I'm trying to reverse the direction of the y-axis on a parametric plot, with a frame. I'm using ParametricPlot because it was an easy way to switch the x-axis with the y-axis. I have seen many variations of this question, but none seem to be all that straightforward for ParametricPlot + frame. Is there a simple, elegant way to do this on Mathematica? Perhaps a function like ScalingFunctions which works for ParametricPlot (ex. here)?


Here is some example code:



ParametricPlot[{x^4, x}, {x, 0, 5}, PlotRange -> {Automatic, Automatic}, 
Axes -> False, ImageSize -> 500, Frame -> True, 
FrameLabel -> {{Style["x", FontSize -> 15, FontFamily -> "Times", 
 FontColor -> Black], None}, {Style["Some function", 
 FontSize -> 15, FontFamily -> "Times", FontColor -> Black], 
Style["Some Title", FontSize -> 20, FontFamily -> "Times", 
 FontColor -> Black]}}, RotateLabel -> False, 
PlotStyle -> {Blue, AbsoluteThickness[2]}, 
FrameTicksStyle -> Directive[FontSize -> 15], AspectRatio -> 0.6]

Answer




If you are willing to do a fair amount of work you can edit your original plot by manually altering the y values and tick marks for the y-axis.


Here is your plot


plot = ParametricPlot[{x^4, x}, {x, 0, 5}, 
  PlotRange -> {Automatic, Automatic}, Axes -> False, 
  ImageSize -> 500, Frame -> True, 
  FrameLabel -> {
    {Style["x", FontSize -> 20, FontFamily -> "Times", 
      FontColor -> Black], None},
    {Style["Some function", FontSize -> 14, 
      FontFamily -> "Times", FontColor -> Black], 

     Style["Some Title", FontSize -> 14, FontFamily -> "Times", 
      FontColor -> Black]}
  },
  RotateLabel -> False, 
  PlotStyle -> {{Blue, AbsoluteThickness[2]},
                {Green, AbsoluteThickness[2]}}, 
  FrameTicksStyle -> Directive[FontSize -> 15],
  AspectRatio -> 0.6]

Mathematica graphics



The strategy will be to make our own tick marks for the y-axis and to manually change the y values embedded in the line that is drawn with 5-y. Use ReplaceAll in order to accomplish the changes.

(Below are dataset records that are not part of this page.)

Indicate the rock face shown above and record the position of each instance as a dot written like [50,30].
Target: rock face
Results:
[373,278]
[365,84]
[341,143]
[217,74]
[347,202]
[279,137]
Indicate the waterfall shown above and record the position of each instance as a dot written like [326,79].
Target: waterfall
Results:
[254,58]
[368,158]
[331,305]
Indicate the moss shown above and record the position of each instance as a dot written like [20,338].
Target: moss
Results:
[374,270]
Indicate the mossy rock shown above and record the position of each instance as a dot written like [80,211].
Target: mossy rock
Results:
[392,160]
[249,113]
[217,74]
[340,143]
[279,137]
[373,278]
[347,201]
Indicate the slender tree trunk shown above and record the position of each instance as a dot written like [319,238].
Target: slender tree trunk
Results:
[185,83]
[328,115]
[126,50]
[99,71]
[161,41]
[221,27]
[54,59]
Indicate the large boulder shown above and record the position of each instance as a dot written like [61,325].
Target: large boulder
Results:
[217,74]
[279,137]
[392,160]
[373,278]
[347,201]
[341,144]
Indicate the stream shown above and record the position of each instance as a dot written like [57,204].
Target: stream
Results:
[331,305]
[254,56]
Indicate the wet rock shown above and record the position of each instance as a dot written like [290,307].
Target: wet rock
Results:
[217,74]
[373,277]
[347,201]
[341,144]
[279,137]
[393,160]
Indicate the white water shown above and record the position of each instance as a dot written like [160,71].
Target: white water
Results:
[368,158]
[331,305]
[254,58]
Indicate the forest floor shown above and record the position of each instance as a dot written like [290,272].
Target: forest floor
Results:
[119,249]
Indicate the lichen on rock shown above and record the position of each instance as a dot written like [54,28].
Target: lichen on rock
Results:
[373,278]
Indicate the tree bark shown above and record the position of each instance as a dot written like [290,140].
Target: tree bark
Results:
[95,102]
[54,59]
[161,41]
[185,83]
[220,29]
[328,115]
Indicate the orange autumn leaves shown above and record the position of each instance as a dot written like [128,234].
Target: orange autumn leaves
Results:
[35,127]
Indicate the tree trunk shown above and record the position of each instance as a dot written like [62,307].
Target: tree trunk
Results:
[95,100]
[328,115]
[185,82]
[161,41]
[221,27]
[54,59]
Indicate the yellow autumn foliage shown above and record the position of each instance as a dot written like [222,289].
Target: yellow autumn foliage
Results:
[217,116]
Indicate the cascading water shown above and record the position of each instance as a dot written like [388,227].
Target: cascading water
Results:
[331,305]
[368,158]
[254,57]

To reduce the verbiage create the tick marks outside of the replacement command. Ticks can have the form: {{y1, label1, {plen1, mlen1}}, ...}.


yticks = Map[If[Mod[#, 1] == 0,
               {#, ToString[5 - #], {0.007, 0}},
               {#, "", {0.003, 0}}] &,
              Range[-1/5, 5 + 1/5, 1/5]
            ];

Now try the following replacement


plot /. Line[data_] :> Line[({First[#], 5 - Last[#]} & ) /@ data] /.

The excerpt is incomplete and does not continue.